I’ve been a pretty confident person my whole life. I’ve never shied away from talking about what I’ve gone through and what was left behind. Major credit goes to my parents who raised me to be proud of what I’ve been through and wear my scars gracefully. I’ve received a lot of stares from people in shops and restaurants when my scars are visible — I’ve never covered them intentionally. I catch a lot of eyes glancing towards my chest. Is that bad? I don’t know.
People tend to be unaccustomed to anything that doesn’t constitute perfection, and when something is out of the ordinary, we simply do not know how to react. Also, we often think people are more fragile than they are. It seems far easier to stare than to ask. I can understand for some it’s a vulnerable situation to find yourself in. I get it, I’ve been there.
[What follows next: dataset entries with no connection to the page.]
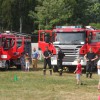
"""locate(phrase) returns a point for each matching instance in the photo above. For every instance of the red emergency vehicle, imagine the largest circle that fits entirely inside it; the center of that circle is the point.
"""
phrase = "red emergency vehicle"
(12, 45)
(74, 41)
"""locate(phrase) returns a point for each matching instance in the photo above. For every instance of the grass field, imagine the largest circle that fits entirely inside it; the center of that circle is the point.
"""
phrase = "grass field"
(34, 86)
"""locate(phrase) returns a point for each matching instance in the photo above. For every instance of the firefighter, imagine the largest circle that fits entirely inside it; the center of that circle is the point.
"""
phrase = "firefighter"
(90, 57)
(59, 61)
(47, 60)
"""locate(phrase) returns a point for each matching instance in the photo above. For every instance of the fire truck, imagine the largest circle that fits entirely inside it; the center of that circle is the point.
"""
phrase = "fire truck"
(74, 41)
(12, 45)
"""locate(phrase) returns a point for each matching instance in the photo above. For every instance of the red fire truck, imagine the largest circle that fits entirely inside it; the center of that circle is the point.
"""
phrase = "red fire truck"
(74, 41)
(12, 45)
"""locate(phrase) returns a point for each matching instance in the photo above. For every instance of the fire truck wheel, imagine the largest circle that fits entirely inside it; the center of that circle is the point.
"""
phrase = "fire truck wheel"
(55, 69)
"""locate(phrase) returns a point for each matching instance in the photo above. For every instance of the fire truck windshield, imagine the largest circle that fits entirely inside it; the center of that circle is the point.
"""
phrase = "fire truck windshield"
(70, 38)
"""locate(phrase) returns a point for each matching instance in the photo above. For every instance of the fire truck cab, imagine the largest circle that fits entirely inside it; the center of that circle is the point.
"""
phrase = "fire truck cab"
(12, 45)
(74, 41)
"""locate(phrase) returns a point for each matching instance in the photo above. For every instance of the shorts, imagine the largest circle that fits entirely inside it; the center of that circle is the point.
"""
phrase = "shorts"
(27, 65)
(78, 76)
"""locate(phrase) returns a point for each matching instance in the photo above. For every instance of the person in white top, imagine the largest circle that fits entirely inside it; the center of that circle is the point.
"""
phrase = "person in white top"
(98, 67)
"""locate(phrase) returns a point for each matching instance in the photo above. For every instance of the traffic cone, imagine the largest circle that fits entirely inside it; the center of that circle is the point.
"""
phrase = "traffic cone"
(15, 78)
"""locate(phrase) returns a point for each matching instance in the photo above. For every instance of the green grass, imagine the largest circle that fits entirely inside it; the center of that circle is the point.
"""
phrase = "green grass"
(34, 86)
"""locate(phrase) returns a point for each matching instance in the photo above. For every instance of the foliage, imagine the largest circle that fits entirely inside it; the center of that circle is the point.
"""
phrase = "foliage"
(46, 14)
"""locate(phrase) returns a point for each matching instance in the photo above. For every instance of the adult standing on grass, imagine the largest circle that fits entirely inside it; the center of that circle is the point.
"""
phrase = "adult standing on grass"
(78, 72)
(22, 61)
(59, 61)
(47, 60)
(27, 62)
(35, 56)
(90, 57)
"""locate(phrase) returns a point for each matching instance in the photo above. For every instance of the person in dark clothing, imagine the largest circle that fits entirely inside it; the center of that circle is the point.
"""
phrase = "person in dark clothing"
(59, 61)
(47, 60)
(90, 57)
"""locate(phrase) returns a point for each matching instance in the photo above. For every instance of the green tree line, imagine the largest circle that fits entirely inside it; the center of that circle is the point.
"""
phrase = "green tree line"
(31, 15)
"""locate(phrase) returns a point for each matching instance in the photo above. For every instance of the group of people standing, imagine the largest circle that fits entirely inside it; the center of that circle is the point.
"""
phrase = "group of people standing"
(25, 60)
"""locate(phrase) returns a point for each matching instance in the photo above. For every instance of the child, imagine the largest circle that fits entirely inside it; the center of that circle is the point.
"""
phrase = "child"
(78, 72)
(27, 62)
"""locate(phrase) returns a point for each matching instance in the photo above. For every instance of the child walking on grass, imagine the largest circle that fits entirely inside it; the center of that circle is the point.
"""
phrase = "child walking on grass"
(78, 72)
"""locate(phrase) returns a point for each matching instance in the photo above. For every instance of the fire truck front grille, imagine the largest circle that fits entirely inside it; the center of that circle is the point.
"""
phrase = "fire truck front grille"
(69, 58)
(70, 51)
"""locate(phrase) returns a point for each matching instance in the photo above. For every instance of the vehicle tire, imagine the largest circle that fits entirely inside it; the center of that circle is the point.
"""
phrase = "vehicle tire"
(55, 69)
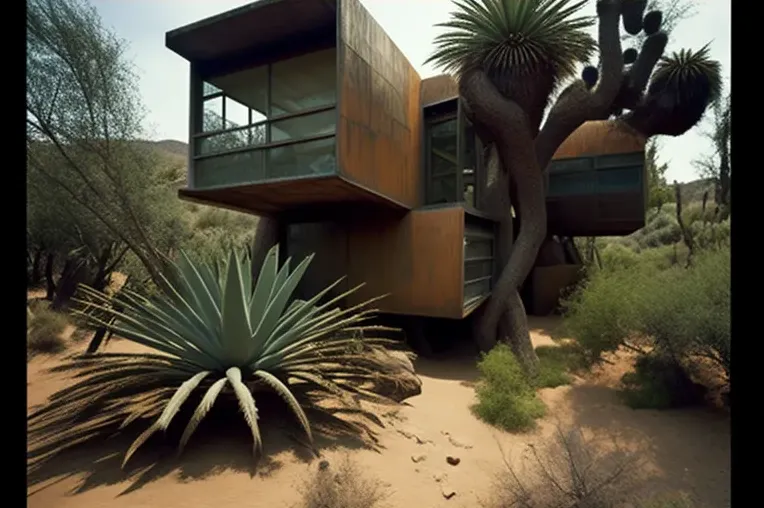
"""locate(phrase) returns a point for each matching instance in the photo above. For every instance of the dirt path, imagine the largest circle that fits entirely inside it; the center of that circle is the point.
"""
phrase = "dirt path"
(686, 450)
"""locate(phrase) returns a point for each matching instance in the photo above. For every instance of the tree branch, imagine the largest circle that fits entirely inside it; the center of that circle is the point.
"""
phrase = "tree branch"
(577, 104)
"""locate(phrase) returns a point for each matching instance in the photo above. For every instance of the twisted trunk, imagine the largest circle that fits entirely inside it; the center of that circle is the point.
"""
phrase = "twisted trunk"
(510, 128)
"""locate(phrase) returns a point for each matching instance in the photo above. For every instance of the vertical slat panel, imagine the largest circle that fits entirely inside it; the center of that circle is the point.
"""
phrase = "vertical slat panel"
(379, 128)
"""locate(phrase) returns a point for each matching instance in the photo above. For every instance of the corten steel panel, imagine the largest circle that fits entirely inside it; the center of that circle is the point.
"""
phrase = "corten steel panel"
(270, 198)
(438, 88)
(379, 125)
(418, 261)
(601, 137)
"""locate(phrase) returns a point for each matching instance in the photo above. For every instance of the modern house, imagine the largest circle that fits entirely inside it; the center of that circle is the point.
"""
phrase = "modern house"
(306, 110)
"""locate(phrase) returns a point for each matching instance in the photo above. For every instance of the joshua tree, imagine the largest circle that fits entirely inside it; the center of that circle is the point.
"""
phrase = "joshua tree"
(509, 57)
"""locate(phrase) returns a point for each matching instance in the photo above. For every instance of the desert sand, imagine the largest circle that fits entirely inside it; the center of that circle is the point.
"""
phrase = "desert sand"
(685, 450)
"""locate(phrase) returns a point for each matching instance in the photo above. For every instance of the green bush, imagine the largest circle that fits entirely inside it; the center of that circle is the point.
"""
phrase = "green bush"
(44, 329)
(659, 382)
(506, 398)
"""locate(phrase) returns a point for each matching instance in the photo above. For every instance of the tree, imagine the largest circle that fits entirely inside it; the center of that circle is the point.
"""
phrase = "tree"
(718, 165)
(509, 57)
(83, 122)
(658, 190)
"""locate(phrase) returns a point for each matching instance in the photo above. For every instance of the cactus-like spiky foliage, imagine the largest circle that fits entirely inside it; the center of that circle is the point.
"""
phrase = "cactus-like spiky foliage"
(212, 334)
(691, 77)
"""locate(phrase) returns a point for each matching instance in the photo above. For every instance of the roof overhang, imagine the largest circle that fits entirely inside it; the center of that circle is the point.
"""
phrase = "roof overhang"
(262, 24)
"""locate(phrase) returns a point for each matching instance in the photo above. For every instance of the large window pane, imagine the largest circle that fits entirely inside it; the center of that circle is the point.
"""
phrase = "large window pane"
(226, 170)
(304, 126)
(236, 114)
(231, 140)
(305, 82)
(302, 159)
(248, 88)
(213, 114)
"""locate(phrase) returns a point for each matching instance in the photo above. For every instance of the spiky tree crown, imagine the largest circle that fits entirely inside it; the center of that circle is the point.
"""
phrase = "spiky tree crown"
(688, 76)
(515, 38)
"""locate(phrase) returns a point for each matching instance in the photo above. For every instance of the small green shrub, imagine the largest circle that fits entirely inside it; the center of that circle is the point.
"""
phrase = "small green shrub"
(345, 486)
(44, 329)
(680, 500)
(659, 382)
(505, 396)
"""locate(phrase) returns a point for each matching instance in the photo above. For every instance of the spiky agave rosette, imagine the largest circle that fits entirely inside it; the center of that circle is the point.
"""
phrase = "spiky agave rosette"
(213, 330)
Body positivity is a constant “work in progress” for me. I’ve never come full circle and been OK with everything about my body. But the one thing I wear with pride, with grace and with the most confidence is my scars. Maybe you see them as ugly, that’s OK. Maybe they’re weird to you, that’s OK. Maybe you judge me for being “too comfortable” showing them to the world, that’s OK. It’s not society’s job to understand what they mean to me. It’s mine. Each day they are visible it’s a part of my life I’ve shown you. A strength that came from an incredible vulnerability. I won’t hide it. I won’t hide who I am. It isn’t always easy, especially when you get the stares and the whispers and the looks of horror. But I get it. I do understand.
We can spend a lifetime finding a calm and confidence within ourselves. But whoever you are, scars or no scars, whatever you carry as a result of something that was beyond your control, I have only this to say to you…
Own who you are and what you’ve been through. You are beautiful and worthy and more than enough, and those scars are a reminder of what you have endured. Wear those battle wounds gracefully and show the world what the face of bravery really looks like. Be proud of how far you’ve come.
I’m proud of you, heart warrior, and you are not alone.